NASIB SIREKAP

NASIB SIREKAP

Nasib Sistem Informasi Rekapitulasi (Sirekap) telah diputuskan. Rapat dengar pendapat Komisi II DPR bersama KPU, Bawaslu dan Pemerintah pada 12 November 2020 menyepakati bahwa penggunaan Sirekap dalam Pemilihan serentak lanjutan 2020 hanya merupakan uji coba dan alat bantu penghitungan suara, serta untuk publikasi. Adapun hasil resmi penghitungan dan rekapitulasi suara tetap didasarkan pada berita acara dan sertifikat hasil penghitungan secara manual.

Sejak dirancang setahun silam, Sirekap disiapkan sebagai terobosan baru KPU dalam melakukan penghitungan dan rekapitulasi suara secara elektronik, menggantikan cara manual. Semangat yang diusung adalah peningkatan transparansi dan akuntabilitas, mengurangi tingkat kesalahan, mempersingkat waktu serta tetap menjaga kemurnian hasil penghitungan suara.

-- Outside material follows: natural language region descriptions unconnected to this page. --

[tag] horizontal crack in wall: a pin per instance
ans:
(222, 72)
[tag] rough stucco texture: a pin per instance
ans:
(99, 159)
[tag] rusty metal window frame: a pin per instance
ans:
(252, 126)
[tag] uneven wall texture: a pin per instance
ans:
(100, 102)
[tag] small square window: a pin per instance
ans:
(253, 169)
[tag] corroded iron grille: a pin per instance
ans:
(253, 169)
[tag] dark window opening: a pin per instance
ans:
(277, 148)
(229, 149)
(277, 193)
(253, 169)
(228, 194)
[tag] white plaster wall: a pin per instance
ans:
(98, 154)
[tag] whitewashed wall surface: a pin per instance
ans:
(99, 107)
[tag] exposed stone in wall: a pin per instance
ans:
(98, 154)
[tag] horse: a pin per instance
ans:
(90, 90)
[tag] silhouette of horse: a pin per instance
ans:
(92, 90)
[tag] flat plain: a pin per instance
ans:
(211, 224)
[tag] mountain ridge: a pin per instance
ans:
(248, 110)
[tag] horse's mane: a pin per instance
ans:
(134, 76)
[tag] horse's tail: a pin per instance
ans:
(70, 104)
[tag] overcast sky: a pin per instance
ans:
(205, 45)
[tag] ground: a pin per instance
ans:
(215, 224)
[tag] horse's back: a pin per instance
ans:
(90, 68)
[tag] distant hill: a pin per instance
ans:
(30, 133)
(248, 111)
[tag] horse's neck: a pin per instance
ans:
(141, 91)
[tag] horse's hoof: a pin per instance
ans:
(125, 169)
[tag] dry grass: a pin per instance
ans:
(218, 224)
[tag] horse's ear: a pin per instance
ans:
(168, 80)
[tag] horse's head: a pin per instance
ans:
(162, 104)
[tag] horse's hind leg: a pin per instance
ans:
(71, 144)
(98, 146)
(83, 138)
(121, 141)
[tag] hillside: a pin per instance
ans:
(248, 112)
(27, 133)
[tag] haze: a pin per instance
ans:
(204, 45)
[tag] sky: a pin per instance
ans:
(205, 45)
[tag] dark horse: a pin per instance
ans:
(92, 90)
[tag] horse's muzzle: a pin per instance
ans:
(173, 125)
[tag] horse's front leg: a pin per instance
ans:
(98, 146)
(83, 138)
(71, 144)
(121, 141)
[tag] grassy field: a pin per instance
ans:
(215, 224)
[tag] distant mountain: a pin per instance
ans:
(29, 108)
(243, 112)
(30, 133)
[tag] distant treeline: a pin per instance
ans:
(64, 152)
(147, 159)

Instrumen ini lahir dari evaluasi penghitungan suara Pemilu dan Pilkada sebelumnya yang masih menyisakan kerumitan bagi sebagian penyelenggara Pemilu di level TPS . Khususnya, saat melakukan pengisian formulir hasil suara yang kadang njlimet dan jumlah rangkapnya cukup banyak sehingga rawan terjadi kesalahan. Sirekap hadir dengan pengisian hasil suara yang lebih sederhana di atas formulir yang lebih ringkas.

Secara teknis, petugas KPPS hanya akan menjumpai satu jenis formulir plano yang memuat hasil suara pasangan calon kepala daerah beserta informasi mengenai data pemilih. Usai menuangkan hasilnya, KPPS melakukan pemotretan formulir plano dengan menggunakan ponsel pintar. Hasil pemotretan KPPS akan diterjemahkan dengan menggunakan teknologi Optical Character Recognition (OCR) dan Optical Mark Recognition (OMR) yang dapat mengubah objek tulisan angka dan tanda dalam gambar menjadi karakter angka. Lantas, hasil ini dikirim ke ponsel saksi dan pengawas TPS saat itu juga sehingga dapat langsung dikoreksi manakala terjadi kekeliruan.

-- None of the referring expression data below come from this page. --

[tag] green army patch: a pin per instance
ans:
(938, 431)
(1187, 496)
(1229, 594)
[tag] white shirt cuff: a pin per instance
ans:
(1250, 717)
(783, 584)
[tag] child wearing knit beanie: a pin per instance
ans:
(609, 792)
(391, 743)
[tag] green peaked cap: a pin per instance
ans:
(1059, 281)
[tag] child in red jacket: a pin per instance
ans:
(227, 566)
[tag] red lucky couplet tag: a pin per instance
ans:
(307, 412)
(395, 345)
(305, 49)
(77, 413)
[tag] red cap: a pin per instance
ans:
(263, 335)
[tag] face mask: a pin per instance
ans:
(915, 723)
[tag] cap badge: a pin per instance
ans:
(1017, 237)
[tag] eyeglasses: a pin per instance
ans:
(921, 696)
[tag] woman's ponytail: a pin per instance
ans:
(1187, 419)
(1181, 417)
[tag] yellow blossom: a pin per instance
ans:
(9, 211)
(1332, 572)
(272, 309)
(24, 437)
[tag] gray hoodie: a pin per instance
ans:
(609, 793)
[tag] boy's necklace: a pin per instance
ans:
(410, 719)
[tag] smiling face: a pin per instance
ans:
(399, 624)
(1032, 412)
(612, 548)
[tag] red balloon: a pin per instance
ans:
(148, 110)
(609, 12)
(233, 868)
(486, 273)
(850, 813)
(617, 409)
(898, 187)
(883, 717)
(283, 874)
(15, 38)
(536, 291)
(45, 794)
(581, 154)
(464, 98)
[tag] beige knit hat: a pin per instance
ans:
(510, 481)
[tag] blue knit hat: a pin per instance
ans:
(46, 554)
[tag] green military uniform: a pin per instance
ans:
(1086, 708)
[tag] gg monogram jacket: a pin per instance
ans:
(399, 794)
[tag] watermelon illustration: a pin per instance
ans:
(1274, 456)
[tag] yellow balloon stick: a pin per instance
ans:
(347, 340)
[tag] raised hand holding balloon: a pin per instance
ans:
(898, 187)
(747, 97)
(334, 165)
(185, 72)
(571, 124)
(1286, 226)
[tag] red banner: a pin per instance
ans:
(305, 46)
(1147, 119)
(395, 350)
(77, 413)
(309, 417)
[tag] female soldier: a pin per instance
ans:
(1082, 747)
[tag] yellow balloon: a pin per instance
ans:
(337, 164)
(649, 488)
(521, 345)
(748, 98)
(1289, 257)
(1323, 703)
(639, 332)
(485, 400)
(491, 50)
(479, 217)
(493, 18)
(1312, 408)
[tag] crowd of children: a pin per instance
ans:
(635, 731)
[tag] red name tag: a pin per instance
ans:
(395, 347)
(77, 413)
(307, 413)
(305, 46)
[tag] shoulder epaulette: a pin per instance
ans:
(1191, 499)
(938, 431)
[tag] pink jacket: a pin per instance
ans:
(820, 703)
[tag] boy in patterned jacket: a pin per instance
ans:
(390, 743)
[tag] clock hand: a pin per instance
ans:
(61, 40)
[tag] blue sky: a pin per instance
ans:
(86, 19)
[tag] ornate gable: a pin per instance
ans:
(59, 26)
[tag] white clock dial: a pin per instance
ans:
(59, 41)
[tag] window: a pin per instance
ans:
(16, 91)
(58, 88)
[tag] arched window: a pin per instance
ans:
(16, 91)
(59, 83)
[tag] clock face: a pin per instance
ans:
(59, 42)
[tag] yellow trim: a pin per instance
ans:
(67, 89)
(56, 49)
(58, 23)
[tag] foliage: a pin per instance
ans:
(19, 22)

Hasil penghitungan suara di TPS yang sudah disetujui para pihak langsung dikirim ke PPK untuk dilakukan rekapitulasi bersama seluruh TPS di kecamatan tersebut. Berbeda dengan Sirekap di TPS yang berbasis mobile, penerapan Sirekap di PPK berbasis web. Namun, seluruh tabulasi hasil suara disimpan melalui server KPU RI yang telah disiapkan pengamanannya dari kemungkinan peretasan dan serangan siber lainnya.

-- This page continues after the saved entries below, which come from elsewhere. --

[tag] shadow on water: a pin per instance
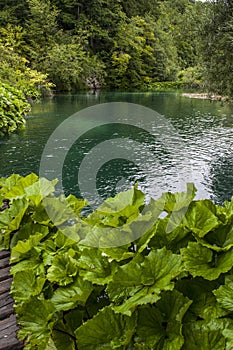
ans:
(205, 128)
(221, 176)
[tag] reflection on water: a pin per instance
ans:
(203, 128)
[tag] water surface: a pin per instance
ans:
(199, 148)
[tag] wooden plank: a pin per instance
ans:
(8, 323)
(4, 254)
(5, 285)
(8, 329)
(4, 262)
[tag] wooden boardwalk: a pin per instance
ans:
(8, 325)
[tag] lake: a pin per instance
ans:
(189, 140)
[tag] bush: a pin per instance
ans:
(170, 288)
(13, 108)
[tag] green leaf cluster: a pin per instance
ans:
(13, 108)
(169, 287)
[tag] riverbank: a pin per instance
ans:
(206, 96)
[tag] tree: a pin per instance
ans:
(217, 48)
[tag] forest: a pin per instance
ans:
(70, 45)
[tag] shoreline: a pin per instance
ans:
(206, 96)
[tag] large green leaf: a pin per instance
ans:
(66, 298)
(63, 270)
(201, 261)
(95, 266)
(204, 304)
(26, 284)
(36, 320)
(201, 217)
(39, 190)
(23, 247)
(106, 331)
(118, 211)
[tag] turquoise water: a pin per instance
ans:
(194, 144)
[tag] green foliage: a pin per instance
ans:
(170, 288)
(119, 44)
(14, 68)
(13, 108)
(217, 48)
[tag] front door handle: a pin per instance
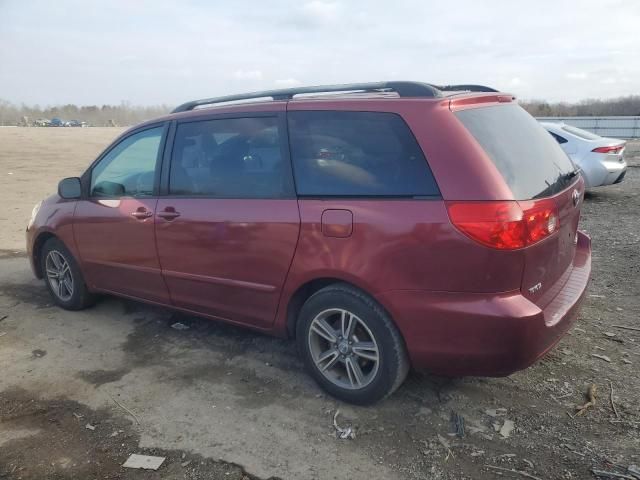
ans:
(169, 213)
(141, 213)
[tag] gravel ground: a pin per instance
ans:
(224, 403)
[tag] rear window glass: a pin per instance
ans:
(357, 154)
(578, 132)
(558, 138)
(529, 159)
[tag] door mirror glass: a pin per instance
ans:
(70, 188)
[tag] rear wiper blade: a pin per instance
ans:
(568, 176)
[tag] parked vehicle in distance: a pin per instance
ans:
(384, 226)
(601, 159)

Beberapa catatan dalam rapat dengar pendapat di DPR antara lain untuk memastikan kecakapan penyelenggara Pemilu di setiap tingkatan agar memahami Sirekap sehingga meminimalisir potensi kesalahan, menyusun peta jaringan internet dengan menggandeng Kominfo, memastikan keaslian dan keamanan dokumen digital Sirekap agar meminimalisir penyalahgunaan serta mengoptimalkan teknologi dan informasi sehingga hasil penghitungan secara digital dapat mengurangi kerumunan massa saat rekapitulasi, merupakan poin-poin yang sudah dan sedang diupayakan oleh KPU secara optimal.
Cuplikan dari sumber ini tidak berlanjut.